The End of a Stereotype 

This transgression leads to a deconstruction of a traditional gender model. A female character is supposed to be detached and silent; however, in the new comedy she is angry and boisterous, laughing at the societal norms and challenging the traditional order. The change is viewed as monstrosity or even insanity by the society. Nonetheless, female characters this way manage to get rid of their inner invisible monsters that are imposed on them by the said society. Julia Lesage believes that “all of women’s depression – all our compulsive smiling, ego-tending, and sacrifice” remains unspoken Through this transition a female character manages to speak out the tabooed topics and resist them through laughter. 

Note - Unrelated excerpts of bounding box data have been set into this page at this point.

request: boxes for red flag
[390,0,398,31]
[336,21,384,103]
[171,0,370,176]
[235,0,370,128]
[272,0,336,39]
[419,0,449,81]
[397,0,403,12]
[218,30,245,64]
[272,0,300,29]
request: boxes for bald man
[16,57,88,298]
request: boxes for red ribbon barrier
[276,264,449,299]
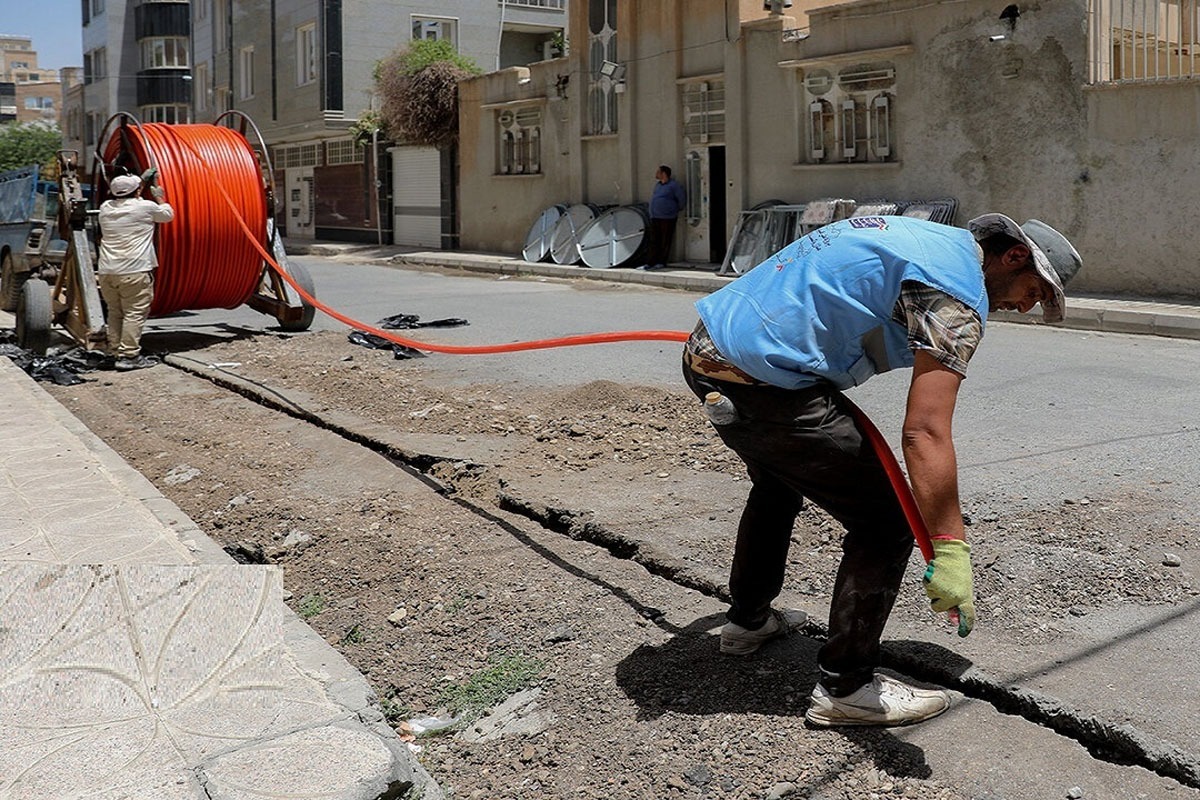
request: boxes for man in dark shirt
[646,164,688,270]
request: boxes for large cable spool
[92,114,268,317]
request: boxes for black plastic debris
[0,329,110,386]
[378,314,470,330]
[346,330,425,361]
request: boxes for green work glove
[923,539,974,636]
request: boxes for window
[142,36,188,70]
[192,64,209,114]
[1088,0,1200,83]
[296,23,317,86]
[84,112,104,146]
[325,139,362,167]
[587,0,617,134]
[496,106,541,175]
[83,47,108,84]
[680,79,725,146]
[413,17,458,50]
[238,44,254,100]
[275,144,320,169]
[138,104,192,125]
[800,62,896,164]
[212,0,229,53]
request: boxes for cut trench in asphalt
[159,355,1200,788]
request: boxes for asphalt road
[151,257,1200,522]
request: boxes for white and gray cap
[108,175,142,197]
[967,213,1084,323]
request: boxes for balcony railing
[497,0,566,11]
[1088,0,1200,83]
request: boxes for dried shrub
[376,41,479,149]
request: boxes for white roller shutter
[390,148,442,248]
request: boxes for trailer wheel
[0,253,29,311]
[280,261,317,333]
[17,281,50,355]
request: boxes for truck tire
[17,281,52,355]
[280,261,317,333]
[0,253,29,311]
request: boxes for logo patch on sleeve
[847,217,888,230]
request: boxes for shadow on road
[617,614,932,786]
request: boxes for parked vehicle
[0,167,82,311]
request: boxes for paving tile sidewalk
[0,357,442,800]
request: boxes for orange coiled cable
[104,122,266,317]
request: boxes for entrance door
[391,146,442,249]
[283,167,317,239]
[684,145,726,264]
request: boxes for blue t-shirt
[696,217,988,389]
[650,178,688,219]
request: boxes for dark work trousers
[683,363,913,696]
[646,219,676,266]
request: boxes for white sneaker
[721,608,809,656]
[804,673,950,728]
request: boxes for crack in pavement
[164,355,1200,788]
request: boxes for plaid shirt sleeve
[892,281,983,377]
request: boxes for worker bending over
[684,213,1081,726]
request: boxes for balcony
[497,0,566,11]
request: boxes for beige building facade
[0,36,62,125]
[460,0,1200,297]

In the movie Identity Thief, the main character played by Melissa McCarthy, Diana is a typical Medusan character. She scares the reasonable clerk Sandy Patterson and his family as a monster coming to ruin their lives. However, as Sandy turns his eyes away from the protective shield and observes a vulnerable human being behind the façade of impertinence and imposture, he stops thinking of Diana as a monster coming to steal his life. Sandy reconsiders his views on Diana, and as a proof that he’s changed, he decides not to turn her in to the police. However, Diana in her turn did not stay the same and assumed responsibility for her life by going to police herself. During the movie she invokes laughter as well as bewilderment; she is carefree in her attitude to life and people, her behavior is immoral and offensive towards others, and people find her repulsive. However, this is because they only looked at her through the distorted reflection of their superficial judgment. In any case, the Medusan character is never deadly, although perplexing and sometimes terrifying. 

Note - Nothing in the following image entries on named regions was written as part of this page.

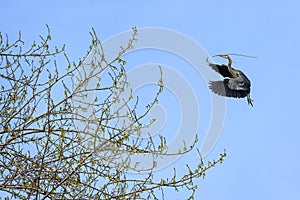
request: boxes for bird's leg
[247,94,253,107]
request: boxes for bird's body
[208,55,253,106]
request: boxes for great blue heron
[208,54,253,106]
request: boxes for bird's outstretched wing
[209,79,249,98]
[208,62,233,78]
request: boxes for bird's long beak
[214,54,228,59]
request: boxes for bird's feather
[209,79,249,98]
[208,63,233,78]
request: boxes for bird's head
[215,54,232,67]
[215,54,230,60]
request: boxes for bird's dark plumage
[208,55,253,106]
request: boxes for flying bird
[207,54,253,106]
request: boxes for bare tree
[0,27,226,199]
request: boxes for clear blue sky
[0,0,300,200]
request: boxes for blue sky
[0,0,300,200]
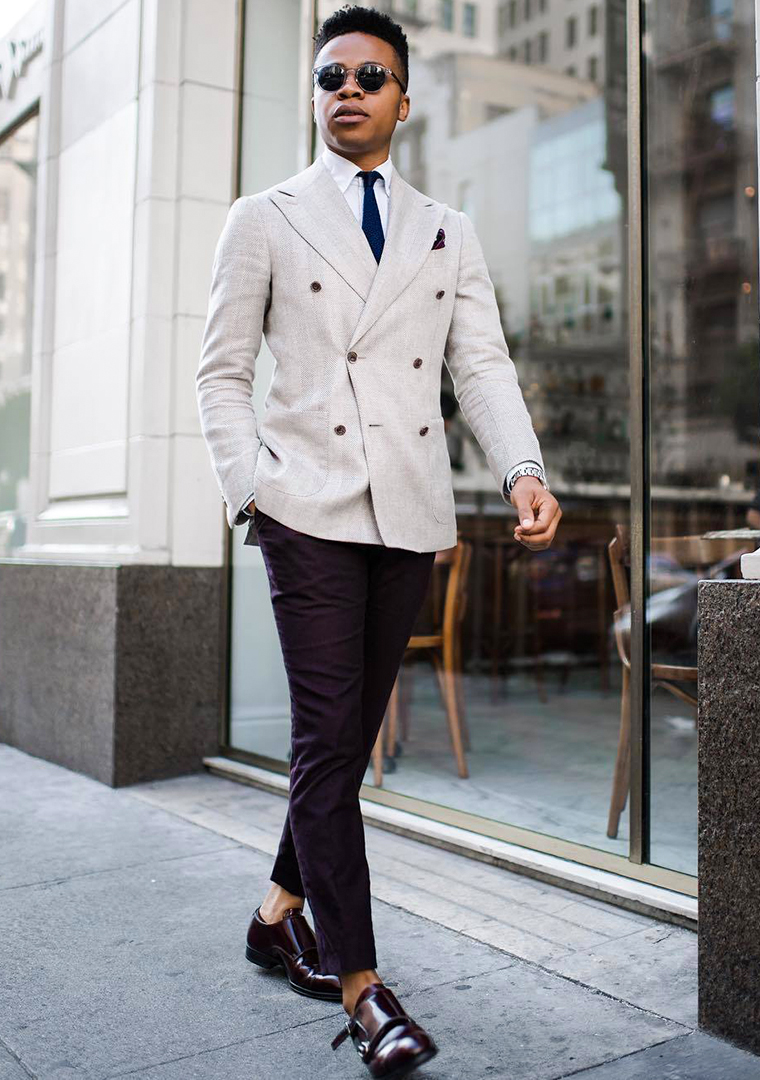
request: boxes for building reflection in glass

Therefore, the concept of “unruly woman” has long stopped being a simple comedy trick, but turned into a powerful means of self-expression and self-definition for female film characters. Through laughter women in movies manage to assume power and establish control over their lives avoiding the traditional tropes of victimization and male gaze. They become the active subjects of the film overcoming hardship by appropriating the traditionally male behavior and attitudes. Such Medusan comedies are also characterized by the male character’s apprehension and demonization of a female transformation. Nonetheless, actresses such as Melissa McCarthy have proven the sustainability and growing popularity of a new female comedian image among the overall audience.